While I’m here, I should also note that Goldberg’s claim that FDR’s “court packing scheme that intimidated the Supreme Court into rubber-stamping New Deal policies” is almost certainly erroneous — the key “switch in time” by median justice Owen Roberts occurred in votes that had been cast in conference before the scheme was even announced, and of course the scheme failed in the Senate before the cases came down (so had Roberts been acting out of political fear he could have switched his vote back knowing that no court-packing law was going to be passed in the near future.)

In a recent issue of N+1, Mark Grief made a claim about this that is just transparently wrong:

Elected to four terms in office, working with Democratic majorities in both houses for his key legislation, he was also the progenitor of a failed and utterly illegal and unconstitutional attempt to pack the Supreme Court when it got in his way.

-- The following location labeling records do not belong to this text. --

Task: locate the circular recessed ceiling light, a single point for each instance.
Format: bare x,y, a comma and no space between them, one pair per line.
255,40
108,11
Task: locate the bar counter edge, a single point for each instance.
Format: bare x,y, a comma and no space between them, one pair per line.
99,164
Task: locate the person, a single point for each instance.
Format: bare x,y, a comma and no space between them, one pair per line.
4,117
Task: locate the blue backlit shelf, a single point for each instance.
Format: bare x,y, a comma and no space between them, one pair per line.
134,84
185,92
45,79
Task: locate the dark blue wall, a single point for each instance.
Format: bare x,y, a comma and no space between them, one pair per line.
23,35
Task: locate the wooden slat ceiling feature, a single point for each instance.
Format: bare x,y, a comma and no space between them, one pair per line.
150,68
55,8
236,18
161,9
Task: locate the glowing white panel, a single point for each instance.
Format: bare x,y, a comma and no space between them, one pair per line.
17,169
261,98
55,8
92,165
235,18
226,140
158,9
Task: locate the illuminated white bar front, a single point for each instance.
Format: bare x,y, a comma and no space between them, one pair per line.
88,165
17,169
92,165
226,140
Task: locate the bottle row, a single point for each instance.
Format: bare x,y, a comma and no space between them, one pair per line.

This is, of course, utterly wrong. The proposed court-packing plan was (as Congress ultimately decided) probably unwise and contrary to informal 20th century norms of judicial independence, but it was completely legal and constitutional. The Constitution does not fix the number of Supreme Court justices, which is left entirely to the discretion of Congress. (Indeed, the Court’s membership fluctuated from 5 in 1789 to as high as 10 before the modern norm was established.) And given that within 5 years FDR was (thankfully) able to “pack” the Court by replacing judges who were clinging to anachronistically narrow conceptions of federal power with those who shared his constitutional vision anyway, the threat to democracy adding judges would have represented was pretty modest. The judiciary is never going to be a long-term obstacle to the key priorities of electoral majorities, and this is in general a good thing.